Integrating production and distribution decisions is a challenging problem for manufacturers trying to optimize their supply chain. At the planning level, the immediate goal is to coordinate production, inventory, and delivery to meet customer demand so that the corresponding costs are minimized. Achieving this goal provides the foundations for streamlining the logistics network and for integrating other operational and financial components of the organization. In this paper we analyze a single production facility that serves a set of customers with time varying demand over a finite and discrete planning horizon. The capacity of the facility is assumed to be limited and each day production is scheduled, a setup cost is incurred. The focus is on the case where a routing problem must be solved daily to either restock inventory, meet that day's demand or both. When the associated decisions are made in a coordinated fashion, we have what is referred to as the production, inventory, distribution, routing problem (PIDRP).

Lei et al. [1] were the first to formulate the PIDRP as a mixed-integer program (MIP) and proposed a two-phase solution approach that avoided the need to address lot-sizing and routing simultaneously. Boudia et al. [2], [3] developed a similar MIP and proposed both a memetic algorithm with population management (MAPA) and a reactive greedy randomized adaptive search procedure (GRASP) with path-relinking [4] as solution methodologies. Following their lead, Bard and Nananukul [5] developed a tabu search procedure that provided slightly better results. Their model was based on the MIP in Boudia et al. [3] but is more efficient in terms of variable definitions and number of constraints. The same model is used in this paper.

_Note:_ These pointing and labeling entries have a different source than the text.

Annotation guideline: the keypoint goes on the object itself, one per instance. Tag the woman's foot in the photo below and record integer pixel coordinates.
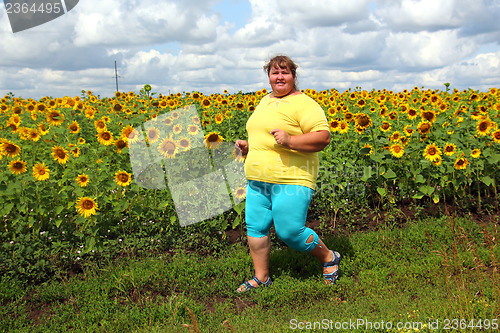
(253, 283)
(331, 268)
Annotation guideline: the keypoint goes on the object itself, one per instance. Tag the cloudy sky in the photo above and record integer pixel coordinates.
(212, 45)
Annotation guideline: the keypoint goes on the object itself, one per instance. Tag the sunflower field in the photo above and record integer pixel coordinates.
(66, 171)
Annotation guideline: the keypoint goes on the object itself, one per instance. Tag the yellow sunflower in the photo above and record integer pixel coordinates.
(450, 149)
(193, 129)
(206, 103)
(17, 167)
(177, 128)
(213, 139)
(33, 134)
(367, 145)
(428, 115)
(105, 138)
(86, 206)
(412, 114)
(74, 150)
(168, 147)
(100, 125)
(424, 127)
(55, 118)
(496, 136)
(41, 172)
(385, 126)
(334, 125)
(438, 161)
(343, 127)
(475, 153)
(219, 118)
(43, 128)
(397, 150)
(349, 117)
(9, 148)
(363, 121)
(432, 152)
(82, 180)
(123, 178)
(185, 143)
(74, 127)
(395, 137)
(408, 130)
(153, 134)
(60, 154)
(120, 144)
(484, 126)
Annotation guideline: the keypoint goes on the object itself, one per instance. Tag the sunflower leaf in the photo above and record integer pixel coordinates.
(487, 180)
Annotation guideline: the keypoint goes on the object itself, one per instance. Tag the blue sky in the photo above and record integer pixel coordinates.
(212, 45)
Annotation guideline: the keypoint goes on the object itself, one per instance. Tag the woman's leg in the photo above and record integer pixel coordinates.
(324, 255)
(260, 248)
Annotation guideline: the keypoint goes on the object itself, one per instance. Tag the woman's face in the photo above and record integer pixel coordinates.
(281, 81)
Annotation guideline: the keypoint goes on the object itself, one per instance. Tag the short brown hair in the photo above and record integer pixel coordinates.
(282, 61)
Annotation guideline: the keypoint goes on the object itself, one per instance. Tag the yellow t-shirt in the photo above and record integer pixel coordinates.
(269, 161)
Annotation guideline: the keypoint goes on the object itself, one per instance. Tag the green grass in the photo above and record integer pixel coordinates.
(428, 270)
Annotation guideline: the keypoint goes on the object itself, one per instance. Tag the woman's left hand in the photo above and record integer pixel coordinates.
(281, 137)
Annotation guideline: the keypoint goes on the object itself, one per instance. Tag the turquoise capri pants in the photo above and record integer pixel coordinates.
(286, 206)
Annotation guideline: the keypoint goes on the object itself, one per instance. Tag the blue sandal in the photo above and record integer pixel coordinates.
(248, 286)
(332, 277)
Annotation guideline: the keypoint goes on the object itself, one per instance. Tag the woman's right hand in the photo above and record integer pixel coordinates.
(242, 145)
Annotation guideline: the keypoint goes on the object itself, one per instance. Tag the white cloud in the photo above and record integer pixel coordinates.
(432, 15)
(425, 49)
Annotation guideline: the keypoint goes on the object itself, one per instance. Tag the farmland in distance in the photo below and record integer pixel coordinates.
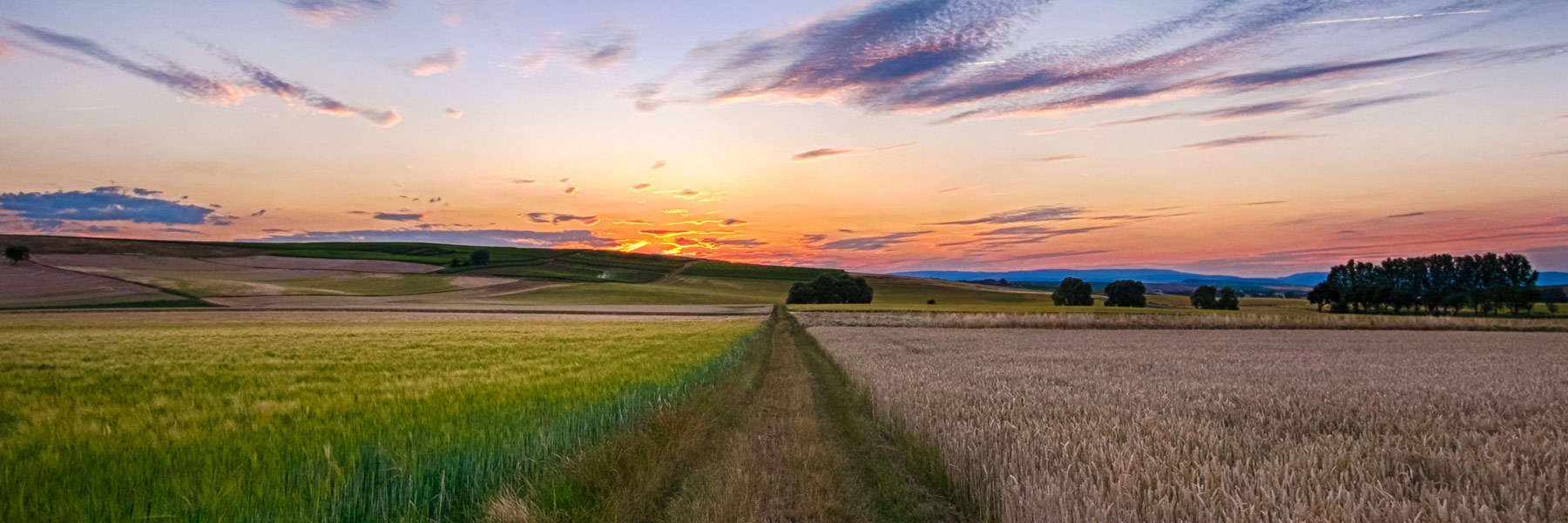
(1199, 426)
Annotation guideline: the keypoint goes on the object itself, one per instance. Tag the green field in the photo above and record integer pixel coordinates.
(679, 291)
(407, 421)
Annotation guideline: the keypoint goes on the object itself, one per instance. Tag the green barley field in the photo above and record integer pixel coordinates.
(403, 421)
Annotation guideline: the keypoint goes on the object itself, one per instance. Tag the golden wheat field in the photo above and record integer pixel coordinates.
(1231, 426)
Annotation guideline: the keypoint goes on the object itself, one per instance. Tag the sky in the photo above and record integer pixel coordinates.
(1234, 137)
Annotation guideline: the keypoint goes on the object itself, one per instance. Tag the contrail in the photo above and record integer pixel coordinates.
(1397, 17)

Manufacturers who resupply a large number of retailers on a periodic basis continually struggle with the question of how to formulate a replenishment strategy. One popular approach is a balanced strategy in which an equal proportion of retailers is replenished each day of the work week. This has the advantage of evening the workload at the warehouse. A second strategy advocated by many practitioners is synchronized replacement in which all retailers are replenished concurrently and goods are moved into the manufacturer's warehouse immediately prior to distribution. This creates unbalanced workloads at the warehouse but allows for cross-docking of a significant portion of the goods [6]. For just-in-time suppliers, it is common to partition the customers into compact groups and follow the same delivery sequence daily, skipping those locations with absent demand [7].

Rather than treating the replenishment strategy in partial isolation, we take a more integrated view and develop a branch-and-price-based (B&P) scheme for solving the PIDRP as a complement to existing metaheuristics. This is our major contribution. Secondary contributions include the design of methods for dealing with symmetry during branching and the use of heuristics to achieve integrality. As part of the solution process, four critical decisions have to be made: how many items to manufacture each day, when to visit each customer, how much to deliver to a customer during a visit, and which delivery routes to use. Because the last decision requires the solution of a vehicle routing problem (VRP) each day, the PIDRP is evidently NP-hard in the strong sense, so it is not likely that large instances will be tractable for more than a few time periods. With this limitation in mind, we propose several compromises to the exact algorithm that involve the solution of a lot-sizing problem to estimate delivery quantities in each period and the use of a VRP heuristic.

In the next section, the literature related to the primary components of the PIDRP is reviewed with an emphasis on recent research. In Section 3, a formal definition of our version of the problem is given along with a new MIP formulation. The B&P algorithm is described in Section 4. In Section 5, we discuss our approach to dealing with symmetry along with the details of an enhanced branching strategy. Heuristic ideas are outlined in Section 6, and in Section 7, computational results are presented for a wide range of problem instances. Section 8 offers several ideas for extending the work.